= Charleston Terminal Company =

American transportation company

The Charleston Terminal Company was a transportation company that operated along the Charleston, South Carolina, waterfront in the early part of the 20th century.

The Charleston Terminal Company traced its history back to the East Shore Terminal Company, which was chartered in 1890.

The Charleston Terminal Company was created after the East Shore Terminal Company went into foreclosure in July 1903 and its tracks, wharves and waterfront buildings in Charleston were purchased. It was co-owned by the Atlantic Coast Line Railroad and the Southern Railway. The railroads held an agreement with the Charleston Terminal Company in which they would turn over traffic and pay for such services in order to provide the Charleston Terminal Company with an additional source of revenue to pay the interest on its bonds and not fall behind financially.
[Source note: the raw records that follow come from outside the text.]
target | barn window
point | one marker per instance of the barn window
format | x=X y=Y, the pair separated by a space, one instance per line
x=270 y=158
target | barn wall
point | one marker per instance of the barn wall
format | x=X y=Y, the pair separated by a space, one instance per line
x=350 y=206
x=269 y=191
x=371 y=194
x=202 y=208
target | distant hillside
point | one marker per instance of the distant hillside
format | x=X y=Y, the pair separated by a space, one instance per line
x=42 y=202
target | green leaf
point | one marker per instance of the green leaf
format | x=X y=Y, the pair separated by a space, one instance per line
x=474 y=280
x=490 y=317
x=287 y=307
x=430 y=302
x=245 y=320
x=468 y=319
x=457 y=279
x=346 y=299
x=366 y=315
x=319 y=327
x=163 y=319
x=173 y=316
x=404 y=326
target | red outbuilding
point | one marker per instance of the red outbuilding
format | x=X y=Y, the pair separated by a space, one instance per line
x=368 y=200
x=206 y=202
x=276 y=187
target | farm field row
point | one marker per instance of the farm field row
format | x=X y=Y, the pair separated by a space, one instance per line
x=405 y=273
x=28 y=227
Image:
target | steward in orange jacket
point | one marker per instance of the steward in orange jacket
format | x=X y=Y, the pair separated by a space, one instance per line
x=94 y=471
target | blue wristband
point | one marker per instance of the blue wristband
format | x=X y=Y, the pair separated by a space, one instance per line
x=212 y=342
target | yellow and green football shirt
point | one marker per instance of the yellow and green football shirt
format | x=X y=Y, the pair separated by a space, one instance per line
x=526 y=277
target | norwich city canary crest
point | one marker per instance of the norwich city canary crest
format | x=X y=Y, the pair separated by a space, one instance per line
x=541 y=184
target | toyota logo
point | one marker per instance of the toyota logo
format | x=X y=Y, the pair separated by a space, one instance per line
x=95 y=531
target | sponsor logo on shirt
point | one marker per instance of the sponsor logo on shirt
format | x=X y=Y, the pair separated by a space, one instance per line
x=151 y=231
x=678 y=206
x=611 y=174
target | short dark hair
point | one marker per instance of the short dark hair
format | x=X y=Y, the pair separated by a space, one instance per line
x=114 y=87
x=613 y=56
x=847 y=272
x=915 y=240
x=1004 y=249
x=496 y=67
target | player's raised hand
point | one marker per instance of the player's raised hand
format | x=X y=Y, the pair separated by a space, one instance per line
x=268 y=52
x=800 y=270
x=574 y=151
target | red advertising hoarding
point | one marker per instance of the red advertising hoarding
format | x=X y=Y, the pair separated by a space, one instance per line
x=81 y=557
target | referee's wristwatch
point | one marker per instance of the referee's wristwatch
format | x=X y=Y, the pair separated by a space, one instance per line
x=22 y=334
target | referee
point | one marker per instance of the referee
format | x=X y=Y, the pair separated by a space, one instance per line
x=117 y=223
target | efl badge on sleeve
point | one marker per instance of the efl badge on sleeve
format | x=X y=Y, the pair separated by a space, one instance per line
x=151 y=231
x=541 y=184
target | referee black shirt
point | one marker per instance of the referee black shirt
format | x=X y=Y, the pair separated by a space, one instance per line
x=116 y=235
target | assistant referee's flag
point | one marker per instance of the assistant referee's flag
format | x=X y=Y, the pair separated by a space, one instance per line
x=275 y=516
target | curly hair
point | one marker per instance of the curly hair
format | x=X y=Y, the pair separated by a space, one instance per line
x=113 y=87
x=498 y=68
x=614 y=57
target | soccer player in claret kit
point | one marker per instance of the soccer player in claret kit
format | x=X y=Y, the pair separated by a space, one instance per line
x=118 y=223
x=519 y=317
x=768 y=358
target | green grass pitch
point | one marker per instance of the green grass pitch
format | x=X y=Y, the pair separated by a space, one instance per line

Within the next 18 months, the Charleston Terminal Company also acquired waterfront property and terminals that had belonged to the South Carolina Terminal Company.

By the early 1900s, the majority of viable dock properties in Charleston, including railway tracks, equipment and wharves, was run by the Charleston Terminal Company. However, more and more railroads were looking to Savannah, Georgia, for shipping and the Charleston waterfront fell into disrepair.

The condition of the Charleston wharves became a key issue in the Charleston mayoral race of 1919. Candidate John Grace argued that the franchise of the Charleston Terminal Company should not be renewed and the city should take over the administration of the waterfront. Incumbent Mayor Tristan T. Hyde argued that the franchise should be renewed, but under certain stipulations. Grace went on to win the general election.

After his inauguration, Grace immediately began transferring the responsibility of the port facilities to the city of Charleston. In March 1920, the South Carolina General Assembly passed an act "to authorize cities having a population of fifty thousand inhabitants or more to acquire, purchase, establish, improve, maintain, and operate the port utilities of such cities." A month later, the Charleston City Council denied the Charleston Terminal Company's formal request for a renewal of their franchise.

The city of Charleston proceeded to purchase the dock facilities from the Charleston Terminal Company for $1.5 million. In a special election on November 8, 1921, Charlestonians voted in favor of the issuance of $2.5 million in municipal bonds in order to pay for the purchase of the port properties.